Melihat kondisinya yang sangat parah, membuat saya lupa pada sakit saya
sendiri. Spontan saya berteriak, "Tuhan Yesus, tolong! Tuhan Yesus,
tolong!"
Mobil langsung lari
tidak terkejar lagi. Saya hanya bisa jongkok di pinggir jalan sambil memangku
suami. Karena lukanya sangat parah, tiba-tiba terlintas di benak saya,
jangan-jangan suami saya umurnya tidak akan lama lagi. Karena pemikiran ini,
saya seolah dituntun untuk mengatakan padanya demikian, "Kamu harus
bertobat, minta ampun." Kata-kata ini saya sampaikan karena saya tahu,
meski suami saya sudah Kristen dan dibaptis setelah 14 tahun kami menikah,
namun ia jarang sekali ke gereja. Kalau saya ajak ke gereja, ia biasanya
marah-marah bahkan mengajak bertengkar. "Pokoknya kamu harus minta ampun,"
kata saya berulang-ulang.
Tidak lama kemudian,
taksi datang. Saya menyuruh anak saya, Vincent, untuk pulang. Di dalam taksi,
kami ditemani oleh seorang tetangga. Sepanjang perjalanan, saya hanya bisa
bernyanyi dan berdoa. Selain itu, saya terus meminta suami saya untuk bertobat,
minta ampun pada Tuhan. Mendengar anjuran saya, ia memberikan respons. Dia
berkata lirih, "Tuhan Yesus, ampuni saya." Saya pun menimpali,
"Jangan berhenti panggil nama Yesus. Bilang, `Darah Yesus tolong saya!`"
"Darah Yesus, darah
Yesus, darah Yesus," kata-kata ini diulang-ulang suami saya hingga kami
tiba di RS Pertamina.
Tiba
di Rumah Sakit
Tiba di rumah sakit,
suami saya langsung masuk ruang Unit Gawat Darurat (UGD). Ia langsung ditangani
secara cepat. Kurang lebih 15 menit kemudian, hasilnya sudah dapat diketahui.

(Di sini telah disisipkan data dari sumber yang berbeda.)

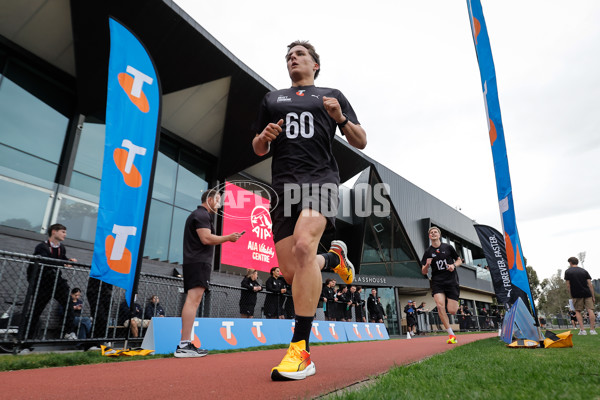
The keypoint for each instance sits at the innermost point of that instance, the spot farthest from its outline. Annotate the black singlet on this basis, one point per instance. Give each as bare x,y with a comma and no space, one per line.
302,153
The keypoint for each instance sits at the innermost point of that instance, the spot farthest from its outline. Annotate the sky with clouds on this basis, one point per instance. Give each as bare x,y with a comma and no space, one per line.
410,71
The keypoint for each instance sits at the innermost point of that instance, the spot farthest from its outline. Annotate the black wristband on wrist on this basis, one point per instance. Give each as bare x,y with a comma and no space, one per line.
342,124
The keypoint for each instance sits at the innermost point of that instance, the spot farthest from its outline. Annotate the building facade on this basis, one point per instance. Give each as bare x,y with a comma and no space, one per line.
53,74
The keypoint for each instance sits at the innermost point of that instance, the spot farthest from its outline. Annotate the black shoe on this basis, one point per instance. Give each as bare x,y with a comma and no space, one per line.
189,351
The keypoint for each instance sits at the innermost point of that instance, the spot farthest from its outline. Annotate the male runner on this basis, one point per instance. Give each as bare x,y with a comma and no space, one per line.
579,285
299,124
443,260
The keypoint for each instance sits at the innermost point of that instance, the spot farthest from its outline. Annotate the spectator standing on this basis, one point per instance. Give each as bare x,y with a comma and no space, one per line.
422,322
132,317
411,318
80,326
380,311
468,320
372,306
276,287
154,309
579,284
199,241
248,295
42,287
328,298
359,309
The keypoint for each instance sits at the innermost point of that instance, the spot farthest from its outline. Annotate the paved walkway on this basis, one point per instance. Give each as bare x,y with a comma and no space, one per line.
223,376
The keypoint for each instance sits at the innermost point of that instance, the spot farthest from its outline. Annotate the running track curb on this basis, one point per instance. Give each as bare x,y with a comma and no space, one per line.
224,376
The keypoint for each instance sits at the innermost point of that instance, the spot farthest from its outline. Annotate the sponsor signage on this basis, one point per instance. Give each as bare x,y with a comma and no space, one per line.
132,126
163,334
244,210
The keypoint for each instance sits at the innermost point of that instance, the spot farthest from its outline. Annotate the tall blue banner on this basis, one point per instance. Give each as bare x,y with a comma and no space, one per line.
132,126
514,252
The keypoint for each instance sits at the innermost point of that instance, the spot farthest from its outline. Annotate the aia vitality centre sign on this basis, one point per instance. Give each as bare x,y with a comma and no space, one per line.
246,211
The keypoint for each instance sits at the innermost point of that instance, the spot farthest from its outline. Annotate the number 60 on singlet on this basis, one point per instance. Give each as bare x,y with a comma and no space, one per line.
302,125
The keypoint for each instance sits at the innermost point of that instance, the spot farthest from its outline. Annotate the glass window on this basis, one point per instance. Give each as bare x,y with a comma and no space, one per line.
90,152
85,183
30,125
158,231
165,177
19,165
78,211
23,206
191,182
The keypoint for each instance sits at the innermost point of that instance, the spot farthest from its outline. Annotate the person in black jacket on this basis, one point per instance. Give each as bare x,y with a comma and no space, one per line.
250,287
380,311
154,309
274,300
132,316
42,277
328,297
372,307
411,317
359,308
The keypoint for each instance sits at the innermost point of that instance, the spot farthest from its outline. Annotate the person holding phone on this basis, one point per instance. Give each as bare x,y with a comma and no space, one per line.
199,241
443,261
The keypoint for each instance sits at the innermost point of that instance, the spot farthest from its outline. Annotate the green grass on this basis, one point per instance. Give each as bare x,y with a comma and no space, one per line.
487,369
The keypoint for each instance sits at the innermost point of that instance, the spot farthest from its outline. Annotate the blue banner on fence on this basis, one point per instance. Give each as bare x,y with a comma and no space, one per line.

Benar dugaan saya, kondisi suami saya memang betul-betul parah. Tulang rusuk
bagian depan dan belakang, hampir semuanya patah. Dokter mengatakan,
"Secara teori, seharusnya sulit untuk bertahan. Tidak ada kesempatan lagi."
Kalau sebelumnya pada sepanjang perjalanan saya berdoa dan menyanyi, dan bisa
menahan untuk tidak menangis, kini setelah tiba di rumah sakit, lebih-lebih
setelah tahu hasil rontgen suami, air mata saya keluar dengan derasnya.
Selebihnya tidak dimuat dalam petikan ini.